Differential Expression

Array Studio contains a number of different modules for performing univariate analysis/differential expression, including One-Way ANOVA, Two-Way ANOVA, and the more advanced General Linear Model, as well as a few others.

Two-Way ANOVA

Two-Way ANOVA can be used to research the effects of multiple factors on expression data. The design of the experiment in this tutorial is set-up so that the user will perform a Two-Way ANOVA.

For this tutorial, we are interested in generating contrasts for each time point, in comparing the DBP (treatment) group to the control group. The first factor in the ANOVA is time while the second factor is treatment. Thus, we should be able to generate four contrasts, and associating fold changes, p-values, estimates, etc.

While the General Linear Model could easily be used instead (and provide more customization of the results), it is a much more straightforward process for the novice user to use the Two-way ANOVA module.

To run the Differential Expression-Two Way ANOVA module, go to the Statistical Inference section of the workflow, and select Two-Way ANOVA. Alternatively, the same module can be selected by going to the OmicData Menu | Inference | Standard Tests | Two-way ANOVA.

This opens the Two-way Analysis of Variance window:

As with other analysis windows, the user must first set the Project and Data on which to run the analysis, in the Input/Output section.

• Make sure TutorialMicroArray is chosen as the project and MicroArrayData is chosen as the input data.

• For Variables , ensure that All Variables is selected.

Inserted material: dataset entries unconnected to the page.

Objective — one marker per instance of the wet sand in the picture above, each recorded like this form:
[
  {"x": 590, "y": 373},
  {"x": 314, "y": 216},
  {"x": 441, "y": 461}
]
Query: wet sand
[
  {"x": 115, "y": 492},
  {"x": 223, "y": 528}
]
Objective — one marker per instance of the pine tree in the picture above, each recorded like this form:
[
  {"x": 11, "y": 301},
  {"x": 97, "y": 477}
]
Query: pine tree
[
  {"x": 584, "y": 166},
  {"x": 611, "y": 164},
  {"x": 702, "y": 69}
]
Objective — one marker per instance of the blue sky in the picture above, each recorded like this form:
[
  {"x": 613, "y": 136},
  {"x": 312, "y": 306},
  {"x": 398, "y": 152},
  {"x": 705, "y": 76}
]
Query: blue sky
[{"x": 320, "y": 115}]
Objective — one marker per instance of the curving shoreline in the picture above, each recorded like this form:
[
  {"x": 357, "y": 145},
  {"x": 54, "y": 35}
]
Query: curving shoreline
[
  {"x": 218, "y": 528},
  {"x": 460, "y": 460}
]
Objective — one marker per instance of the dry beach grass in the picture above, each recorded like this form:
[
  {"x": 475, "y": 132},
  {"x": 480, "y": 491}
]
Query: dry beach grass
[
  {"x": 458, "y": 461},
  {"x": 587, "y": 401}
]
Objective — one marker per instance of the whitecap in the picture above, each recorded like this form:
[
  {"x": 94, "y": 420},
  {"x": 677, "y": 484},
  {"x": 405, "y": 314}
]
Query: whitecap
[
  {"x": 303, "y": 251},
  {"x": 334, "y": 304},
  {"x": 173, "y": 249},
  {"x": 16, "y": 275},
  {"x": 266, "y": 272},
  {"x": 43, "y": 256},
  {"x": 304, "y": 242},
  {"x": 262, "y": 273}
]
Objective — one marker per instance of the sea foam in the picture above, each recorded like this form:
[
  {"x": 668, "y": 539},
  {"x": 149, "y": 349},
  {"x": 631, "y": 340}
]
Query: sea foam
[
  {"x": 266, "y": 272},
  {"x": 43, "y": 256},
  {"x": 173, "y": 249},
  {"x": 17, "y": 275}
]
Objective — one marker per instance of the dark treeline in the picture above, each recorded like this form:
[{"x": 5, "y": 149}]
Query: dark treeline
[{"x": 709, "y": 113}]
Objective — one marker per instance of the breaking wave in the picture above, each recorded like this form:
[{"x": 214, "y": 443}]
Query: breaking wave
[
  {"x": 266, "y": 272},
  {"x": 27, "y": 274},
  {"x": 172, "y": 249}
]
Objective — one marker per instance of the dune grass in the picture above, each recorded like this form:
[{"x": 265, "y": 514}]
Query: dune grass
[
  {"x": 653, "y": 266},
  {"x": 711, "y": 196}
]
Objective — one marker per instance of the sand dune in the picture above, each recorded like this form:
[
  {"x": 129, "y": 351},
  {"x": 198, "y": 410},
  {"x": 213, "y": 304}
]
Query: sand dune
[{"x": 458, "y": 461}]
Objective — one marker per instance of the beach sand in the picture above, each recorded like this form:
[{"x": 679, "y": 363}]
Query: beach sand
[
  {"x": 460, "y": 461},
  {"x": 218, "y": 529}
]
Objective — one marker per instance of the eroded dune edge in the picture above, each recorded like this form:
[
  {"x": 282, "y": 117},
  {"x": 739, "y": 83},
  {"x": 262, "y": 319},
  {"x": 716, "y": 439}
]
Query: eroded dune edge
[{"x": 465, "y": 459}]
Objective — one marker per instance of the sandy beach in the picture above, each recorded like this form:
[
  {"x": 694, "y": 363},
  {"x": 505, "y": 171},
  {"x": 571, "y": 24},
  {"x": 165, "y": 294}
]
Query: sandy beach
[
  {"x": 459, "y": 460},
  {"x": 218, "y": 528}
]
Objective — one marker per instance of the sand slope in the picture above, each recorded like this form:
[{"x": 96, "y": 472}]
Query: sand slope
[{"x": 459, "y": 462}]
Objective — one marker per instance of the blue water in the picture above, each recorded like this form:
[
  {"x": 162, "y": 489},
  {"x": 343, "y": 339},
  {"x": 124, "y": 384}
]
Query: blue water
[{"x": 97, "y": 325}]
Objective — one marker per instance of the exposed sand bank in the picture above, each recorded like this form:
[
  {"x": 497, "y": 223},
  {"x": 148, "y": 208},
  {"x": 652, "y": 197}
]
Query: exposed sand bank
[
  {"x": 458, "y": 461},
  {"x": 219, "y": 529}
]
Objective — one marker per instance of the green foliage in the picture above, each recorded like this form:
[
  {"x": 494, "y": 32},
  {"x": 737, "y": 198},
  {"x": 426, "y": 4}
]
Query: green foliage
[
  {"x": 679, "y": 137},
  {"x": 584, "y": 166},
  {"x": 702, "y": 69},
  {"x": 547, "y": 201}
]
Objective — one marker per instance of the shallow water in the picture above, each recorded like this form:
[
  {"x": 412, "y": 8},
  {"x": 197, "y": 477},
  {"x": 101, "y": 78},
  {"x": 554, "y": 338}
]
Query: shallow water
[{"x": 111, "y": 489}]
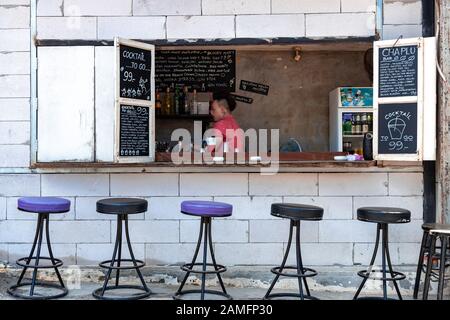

• For Observations, choose Customized observations , then click the Select button to choose the list MicroArrayData.Observation23. This ensures that the statistical tests are only run on the 23 observations that passed the PCA quality control.

Array Studio will attempt to automatically populate the Factor 1 and Factor 2 dropdown boxes, using the first two Factor type columns in the design table. For this tutorial, this should correctly populate Factor 1 as time and Factor 2 as treatment.

• For generating the comparisons, the For each box is used. The factor chosen for Factor 1 will automatically be populated into the For each box, and cannot be changed, unless the user changes the Factor 1 column.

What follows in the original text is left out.